Having big Jenkins cluster requires monitoring many things. Lately we started saving information about what build ran on which machine and when. Jenkins actually provides that feature, this is called “Build history” and can be seen for the whole cluster or for some particular node. Unfortunately, when cluster is quite big (ours has more than 300 executors serving more than 10000 builds per day) Jenkins is not able to show the graph.

So we decided to build it ourselves. We are already using Telegraf for monitoring Jenkins, InfluxDB for storing time series data and Grafana for displaying the graphs. Jenkins provides the information we require through API, so all we had to do is to make a new kind of request to Jenkins Master. The API url is:

http://<jenkinsserver>/computer/api/json?tree=computer[displayName,oneOffExecutors[number,currentExecutable[fullDisplayName]],executors[number,currentExecutable[fullDisplayName]]]

Instead of json you can use xml too, but I am parsing the result using ruby and it’s more comfortable to parse json in ruby. We have to make a request not only for executors - those are responsible for ordinary jobs, but also for oneOffExecutors - those show the pipeline jobs. Number in the executors shows the executor number and currentExecutable.fullDisplayName shows job name, build number (and configuration for matrix jobs).
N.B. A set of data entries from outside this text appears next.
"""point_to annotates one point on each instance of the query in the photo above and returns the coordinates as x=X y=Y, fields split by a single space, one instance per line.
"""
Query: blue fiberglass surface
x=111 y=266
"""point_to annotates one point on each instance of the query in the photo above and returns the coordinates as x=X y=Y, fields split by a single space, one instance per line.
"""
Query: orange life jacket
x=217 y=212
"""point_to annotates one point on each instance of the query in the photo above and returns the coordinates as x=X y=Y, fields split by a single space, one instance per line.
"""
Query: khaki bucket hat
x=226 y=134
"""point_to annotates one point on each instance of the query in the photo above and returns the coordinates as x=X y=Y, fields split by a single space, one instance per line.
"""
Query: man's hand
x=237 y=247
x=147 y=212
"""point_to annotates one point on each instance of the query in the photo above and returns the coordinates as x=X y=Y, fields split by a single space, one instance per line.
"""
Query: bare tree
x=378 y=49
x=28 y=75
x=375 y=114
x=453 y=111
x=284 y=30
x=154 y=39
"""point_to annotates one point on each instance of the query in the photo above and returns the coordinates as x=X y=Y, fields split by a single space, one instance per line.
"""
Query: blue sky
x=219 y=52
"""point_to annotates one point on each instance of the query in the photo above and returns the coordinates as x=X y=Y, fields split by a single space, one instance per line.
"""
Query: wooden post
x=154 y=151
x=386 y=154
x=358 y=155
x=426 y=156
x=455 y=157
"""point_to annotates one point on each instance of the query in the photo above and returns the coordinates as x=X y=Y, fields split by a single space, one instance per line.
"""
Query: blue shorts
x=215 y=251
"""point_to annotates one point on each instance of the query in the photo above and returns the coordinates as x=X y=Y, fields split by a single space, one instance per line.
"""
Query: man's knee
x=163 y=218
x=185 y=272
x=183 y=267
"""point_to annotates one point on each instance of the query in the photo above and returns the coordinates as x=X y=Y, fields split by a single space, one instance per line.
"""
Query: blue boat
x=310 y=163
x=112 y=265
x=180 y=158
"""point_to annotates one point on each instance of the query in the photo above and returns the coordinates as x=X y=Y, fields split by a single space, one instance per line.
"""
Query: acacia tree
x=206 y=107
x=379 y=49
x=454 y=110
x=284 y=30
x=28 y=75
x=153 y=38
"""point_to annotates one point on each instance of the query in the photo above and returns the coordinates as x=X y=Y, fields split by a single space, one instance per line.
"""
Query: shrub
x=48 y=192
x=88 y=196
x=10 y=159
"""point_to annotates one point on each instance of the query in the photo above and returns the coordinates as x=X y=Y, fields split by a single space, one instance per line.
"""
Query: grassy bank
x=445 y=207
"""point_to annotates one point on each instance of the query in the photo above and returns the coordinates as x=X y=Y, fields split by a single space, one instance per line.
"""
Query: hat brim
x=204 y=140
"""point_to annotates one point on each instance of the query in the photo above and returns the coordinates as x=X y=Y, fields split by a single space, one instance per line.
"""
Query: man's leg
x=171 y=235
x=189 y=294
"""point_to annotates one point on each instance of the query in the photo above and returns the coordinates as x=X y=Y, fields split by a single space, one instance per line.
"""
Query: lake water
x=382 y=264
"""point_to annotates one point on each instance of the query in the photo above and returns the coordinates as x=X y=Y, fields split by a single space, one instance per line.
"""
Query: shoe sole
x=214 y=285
Unfortunately number in the oneOffExecutors is always -1, but we actually do not care about the executor number, we just need to know what build runs when and on what machine.

The parsed data gets written into the database so that node, job, build and config are used as tags and the only metric data is the executor number:

jenkins.build,node=marine,job=my-test-job-1,build=132,config=ubuntu\,clean executor=0
jenkins.build,node=tank,job=my-test-job-2,build=12,config=ubuntu executor=-1

Then in grafana we have to make a query for node and group by all the other tags:

SELECT mean("executor") FROM "jenkins.build" WHERE "node" =~ /^$node$/ AND $timeFilter GROUP
BY time($interval), "job", "build", "config" fill(none)

Which gives us a beautiful picture:

Jenkins Build Timeline in Grafana

where every straight line is 1 build of 1 job.